The Mendocino Complex fire, now the sixth-largest in recorded state history, has forced thousands of people to evacuate and has burned dozens of homes. Last year’s Thomas fire, which burned 281,000 acres in Santa Barbara and Ventura counties, was California’s largest.
Farther north near Redding, residents began returning Saturday to neighborhoods ravaged by the Carr fire, which has killed six people and destroyed more than 1,000 homes.
Dan Kissick was among those returning. He said the fire had overwhelmed his neighborhood faster than anyone expected on July 26. After more than a week away, Kissick came back to the site of his home on Kellinger Street to find it gone, except for some portions of walls.

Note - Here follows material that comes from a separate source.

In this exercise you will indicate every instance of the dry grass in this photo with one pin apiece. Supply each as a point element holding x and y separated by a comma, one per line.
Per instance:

The night of the fire, Kissick and his family fled when the air filled with smoke and the sky turned an orange-red. They grabbed a suitcase and some shirts, but hadn’t packed a proper “go-bag” filled with important belongings or supplies, Kissick said.

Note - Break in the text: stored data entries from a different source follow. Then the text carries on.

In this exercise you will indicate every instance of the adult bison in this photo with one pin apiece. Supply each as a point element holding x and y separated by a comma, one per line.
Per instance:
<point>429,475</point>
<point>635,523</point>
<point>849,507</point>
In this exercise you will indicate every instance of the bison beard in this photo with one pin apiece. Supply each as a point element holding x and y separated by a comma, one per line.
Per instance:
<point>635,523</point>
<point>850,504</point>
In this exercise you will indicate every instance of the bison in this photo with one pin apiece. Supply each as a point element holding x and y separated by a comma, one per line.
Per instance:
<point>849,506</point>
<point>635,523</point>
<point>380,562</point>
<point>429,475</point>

“I basically only took clothes for two or three days, thinking I’ll be back. That was obviously a misjudgment,” said Kissick, 60. “I knew it was bad, but I didn’t think it was that bad.”
Nearly every home on the block was destroyed except for a two-story one with scorched palm trees in the backyard.
Kissick said he considered himself lucky in the grand scheme of things. He and his family had a relative to stay with the night they fled. The next day, they snagged a rental property nearby before those were all snapped up by the thousands of other evacuees.
“Nobody got hurt, so you’ve got to look at the good,” he said. “I know not everybody was as lucky.”
More than 4,500 firefighters stationed in two Shasta County base camps have battled the 145,000-acre blaze for nearly two weeks, facing triple-digit temperatures, winds up to 30 mph and desert-dry air.
Numerous media reports have blamed the start of the massive blaze on a vehicle towing a trailer with a flat tire, its metal rim creating sparks as it rolled along. In an interview Saturday evening, California Department of Forestry and Fire Protection officials said the cause of the fire remained under investigation.
Gov. Jerry Brown visited the fire command center at the county fairgrounds on Saturday. Increased year-round fire activity was “the new normal” for the state, he said. The governor said he had asked President Trump to issue a major disaster declaration to aid the firefighting and recovery effort.
“He has done it in the past; I am confident he will do it again,” Brown said.
The Carr fire — which has affected communities around Whiskeytown Lake and the Sacramento River — was moving into areas where it will be more difficult to control, fire behavior analyst Don Boursier said. Years of drought have left California’s forests more vulnerable, and so far this year the area around the fire has seen 33 days of 100-degree temperatures, the National Weather Service said.
It hasn’t rained in the Redding or Anderson areas in 71 days.
“The calendar is saying it’s August, the fuel is telling us its September,” Boursier told firefighters during a morning briefing Saturday.
The fire was 41% contained and expected to burn north, deeper into Trinity County forest land around Blue Mountain, officials said.
Two firefighters have been killed battling the blaze, along with four civilians — including a 70-year-old woman who died trying to shield her great-grandchildren, ages 4 and 5, with a wet blanket as her house burned around them.
The forecast for the days ahead includes more intense, dry heat and wind — awful firefighting weather.
The large wildfires burning in the state have scorched over 450,000 acres, displaced around 40,000 residents and are being fought by more than 14,000 firefighters from around the state and country.
Among them is the Ferguson fire near Yosemite National Park, which has burned more than 81,000 acres. Yosemite Valley has been closed since July 25.
Back in Redding, Marilyn and Nick Peters treaded lightly on top of their home’s burnt remains Saturday, occasionally hunching over to sift through a pile of rubble.
Nick, 49, tried to find the silver lining in the situation. They had lost their home, one of at least 1,600 destroyed in a span of a few days last week, but they survived, were insured and managed to save a few mementos.
“I found my ring; it still has all the diamonds,” Marilyn said with a half-smile. Nick reached into a pile of stuff on the driveway and pulled out a round, flat piece of cement with Marilyn’s handprint from when she was 5 years old. “I knew this wouldn’t burn,” he joked.
Nick, who works for Pacific Gas & Electric Co., said he’d returned to the neighborhood with crews a week ago to begin restoring power. “Then, I was numb,” he said. “Today it hit me.”